= Kakarriqi =

Kakarriqi (Kakarići, Какаричи, or Chacharucha and Cataruci in Italian) was an Albanian tribe (fis) of the Middle Ages. They inhabited the Mbishkodër plain, stretching up into the grasslands of Zeta.

==Toponyms==
There are multiple examples of the term Kakarriqi being used as a toponym. The toponym of Kakrok or Kakruk of Skrapari could perhaps be traced to the Kakarriqi tribe. There exists a 'Kakarriqi' toponym (labelled Cacaricchi in 1610) between Shkodra and Lezhë, as well as a hill called 'Kakarriqi' in Suma and a village in Mazrek of the same name; Mazreku also contains the toponym of 'Kakaruka', which may be related.

==History==
In 1304, the Kakarriqi appear as the Cataruci in Italian sources and were described as a tribe who submitted to the Kingdom of Naples. In the first half of the 15th century, the Venetian Cadastre of Shkodra mentions the present-day village of Kakarriq near Lezhë, as well as the families of Andrea Kakarriqi the younger in the village of Dajçi, Bitër Kakarriqi in the village of Pulaj near Velipojë and Dimitër Kakarriqi in the town of Balec. In 1455 the Kakarriqi are mentioned as one of the communities that entered into an agreement with the Venetians.

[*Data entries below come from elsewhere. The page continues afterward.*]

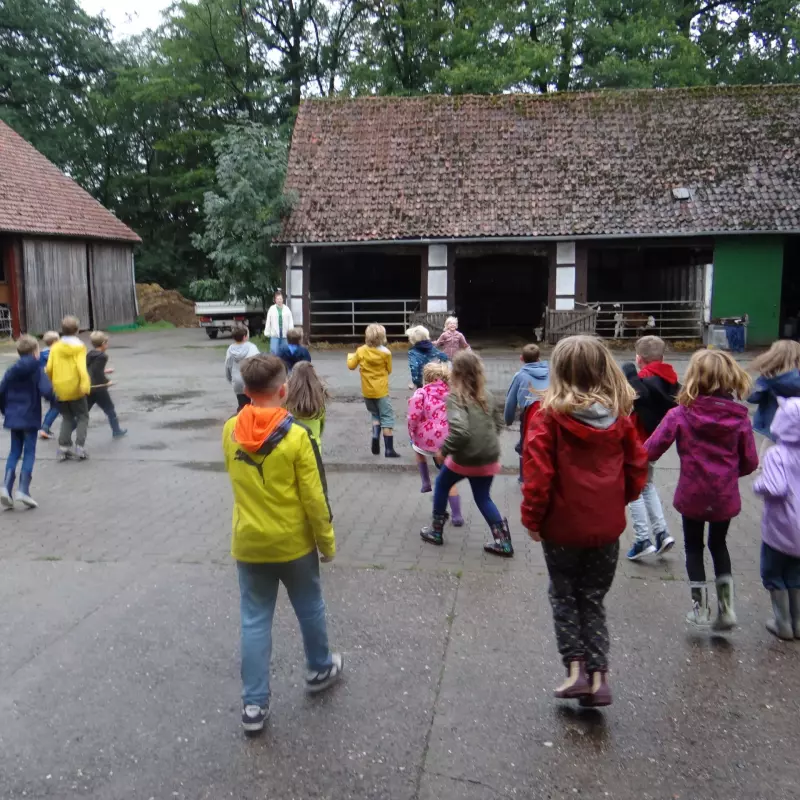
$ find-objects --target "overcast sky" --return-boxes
[80,0,172,37]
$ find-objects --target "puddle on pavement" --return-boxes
[136,442,169,451]
[157,418,223,431]
[177,461,226,472]
[135,390,205,406]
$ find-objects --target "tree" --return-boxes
[192,119,293,310]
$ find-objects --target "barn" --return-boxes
[0,120,140,339]
[278,85,800,346]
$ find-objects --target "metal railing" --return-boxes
[0,305,11,338]
[593,300,705,340]
[309,298,420,339]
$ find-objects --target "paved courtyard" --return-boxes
[1,329,798,800]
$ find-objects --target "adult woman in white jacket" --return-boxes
[264,291,294,354]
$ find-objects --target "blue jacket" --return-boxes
[408,341,448,388]
[39,348,50,368]
[748,370,800,440]
[504,361,550,425]
[278,342,312,372]
[0,355,55,430]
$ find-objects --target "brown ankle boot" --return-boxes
[554,659,590,699]
[579,671,612,707]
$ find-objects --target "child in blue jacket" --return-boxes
[748,340,800,448]
[39,330,60,439]
[277,327,312,374]
[407,325,448,389]
[0,335,54,509]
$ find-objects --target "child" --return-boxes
[223,354,342,735]
[286,362,327,450]
[434,316,470,360]
[46,315,91,461]
[225,324,260,412]
[753,397,800,640]
[645,349,758,630]
[420,351,512,555]
[521,335,648,707]
[621,335,679,561]
[347,323,399,458]
[406,325,448,389]
[87,331,127,438]
[278,327,312,374]
[407,362,463,525]
[39,331,60,439]
[504,343,549,481]
[0,335,54,509]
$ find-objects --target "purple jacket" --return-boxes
[754,397,800,558]
[645,395,759,521]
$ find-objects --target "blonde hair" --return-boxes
[751,339,800,379]
[16,334,38,356]
[423,361,451,385]
[445,316,458,329]
[365,323,387,347]
[636,335,665,364]
[406,325,430,346]
[450,351,489,412]
[42,331,60,346]
[90,330,109,348]
[541,335,635,417]
[62,315,80,336]
[678,349,752,406]
[285,362,328,420]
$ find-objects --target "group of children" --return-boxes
[1,316,126,510]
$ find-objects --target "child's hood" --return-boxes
[358,345,390,367]
[520,361,549,388]
[553,403,625,442]
[6,355,40,381]
[422,379,449,405]
[763,369,800,396]
[683,394,748,438]
[639,360,679,385]
[771,397,800,446]
[52,337,86,357]
[413,340,434,353]
[233,406,291,453]
[86,349,105,366]
[227,342,257,363]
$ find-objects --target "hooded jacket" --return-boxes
[622,360,679,443]
[747,370,800,440]
[434,329,470,360]
[753,397,800,558]
[521,405,648,546]
[278,342,312,373]
[225,341,260,394]
[0,355,55,430]
[347,345,392,399]
[87,349,111,389]
[504,361,550,425]
[645,395,759,521]
[407,340,449,388]
[442,393,503,474]
[45,336,90,402]
[407,379,450,453]
[222,405,334,563]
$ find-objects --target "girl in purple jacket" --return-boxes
[645,350,758,630]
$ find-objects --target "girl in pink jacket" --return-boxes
[435,317,470,360]
[407,362,463,525]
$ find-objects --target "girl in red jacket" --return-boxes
[522,336,648,708]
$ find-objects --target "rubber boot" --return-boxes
[713,574,737,631]
[686,583,712,627]
[371,426,380,455]
[484,518,514,557]
[384,434,400,458]
[109,412,127,438]
[579,671,612,708]
[766,589,793,640]
[1,469,15,509]
[554,660,591,699]
[418,462,432,493]
[15,472,38,509]
[789,589,800,639]
[449,495,464,527]
[420,512,448,546]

In 1482, a certain Chacharucha was documented as the leader of the stratioti in Durrës. In the 1485 cadastre of Shkodra, the old village of Kakarriq was registered with Jon Neraçi as its head. The village possessed 13 plots of arable land, given to Jon Neraçi as a concession by Benedict Benedict Contarini under the condition that each year five sacks of millet would be paid to him. The register of the village also lists Gjergj, Jon and Petro, all with the surname Kakarriqi. The plot of land of Kakarriq Duz is also mentioned along with two families with the surname Kakarriqi in the villages of Shënkoll and Kurta. In the 16th century the Kakarriq tribe had greatly increased, with the village of Kakarriq numbering 248 Christian houses, 21 bachelors and 2 Muslim families in 1582. In addition there was already a second village named Kakarriq or Borad, which as the name suggests, was inhabited by members of this community, and a third village named Kakarriq registered together with the village of Stanković in the area of Podgorica, where according to the agreement of 1455, lay the realm of the Kakarriqi. It is believed that this village would be the territory where the branch of the Kakarriq community mentioned in the agreement between Venice and the Zeta tribes was established. The hamlet of Kakarićka Gora, a rounded elevation rising above the surrounding land in modern Podgorica, corresponds to the village of Stanković.

Mariano Bolizza in his voyage in the area in 1614 recorded that Gjon Saliki held 150 houses of the Cacharichi, with 400 soldiers.

==Distribution==
Existence of settlements named Kakarriq in Zeta and Shkodër shows that this community has migrated between these two areas, and that they served it as summer and winter pastures for livestock. Such patterns of movement indicate a pastoralist way of life.